Los hinchas salteños de River Plate volvieron a vivir su mágico y eterno idilio con el equipo de la banda roja en una noche fría de agosto. Otra vez quedaron enamorados y cautivados aquellos colores tan magnéticos por estas tierras. Y como en todo romance, pasaron por todos los estados en noventa minutos: ansiedad, nervios, pasión, locura, incertidumbre, sufrimiento y un éxtasis explosivo de felicidad que fue reservado para el final.
Con un Martearena repleto, colmado por 20 mil riverplatenses salteños, el conjunto de Marcelo Gallardo tuvo que sufrir más de lo merecido para conseguir su pasaje a los octavos de final de la Copa Argentina: se impuso por 2 a 1 a Estudiantes de San Luis de forma agónica y gracias a un providencial tiro libre cerrado y con efecto de Gonzalo Martínez, que sorprendió al arquero puntano en tiempo de descuento para que el público salteño estalle y se desahogue.
Embed
Pero como en todo romance hay una parte que entrega todo y otra que no concreta y se hace desear hasta el final, el millonario padeció mucho su falta de efectividad al punto que por momentos hizo peligrar su pasaje a octavos de final ante un rival sustancialmente inferior. E hizo sufrir más de la cuenta a sus fieles salteños.
El millonario fue dominador del encuentro de principio a fin, manejó el balón y exhibió mayor justeza en los pases, especialmente durante la segunda etapa y gracias a la injerencia de sus jugadores más claros, Ignacio Fernández y Tomás Andrade. Precisamente Nacho le dio el primer gol al millo con un remate rasante de más de 30 metros que descolocó al arquero Brasca, a los 34 minutos del primer tiempo.
Pero a River solo lo preocupó el propio River cuando perdió la pelota en el medio, con una defensa adelantada, y por momentos recurrió al juego brusco de Ponzio para recuperarla. Tras dilapidar un sinfín de ocasiones en la segunda mitad, en el epílogo Mosset aprovechó una distracción defensiva y marcó el empate que parecía desarticular al millo. Y cuando los penales parecían inminentes, el Pity la mandó a guardar de tiro libre y desató el desahogo monumental en Salta.
Ahora River se medirá en octavos de final al ganador del choque de 16avos entre Arsenal de Sarandí y Defensores de Belgrano, encuentro que se disputará el próximo jueves.

Se quedaron sin Mandrake
El jugador de River que más magnetizaba a los salteños en la previa era sin dudas Andrés D’Alessandro. El Cabezón se bajó del partido a último momento por una indisposición estomacal y el hincha no pudo disfrutarlo en cancha.
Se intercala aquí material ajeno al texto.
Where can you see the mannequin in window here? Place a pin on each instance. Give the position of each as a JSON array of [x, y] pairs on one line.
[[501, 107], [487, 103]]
Ponzio y Mora, los “del pueblo”
Ante la ausencia de D’Alessandro, por detrás del DT Marcelo Gallardo, Leonardo Ponzio y Rodrigo Mora fueron los depositarios de los mayores reconocimientos de los salteños. En la previa, cuando la voz en off anunciaba los equipos, el volante fue el más aclamado, junto a Jonathan Maidana. Y cuando el uruguayo ingresó en el segundo tiempo fue recibido por una tormenta de aplausos. Los tres son los “sobrevivientes” de la última Copa Libertadores.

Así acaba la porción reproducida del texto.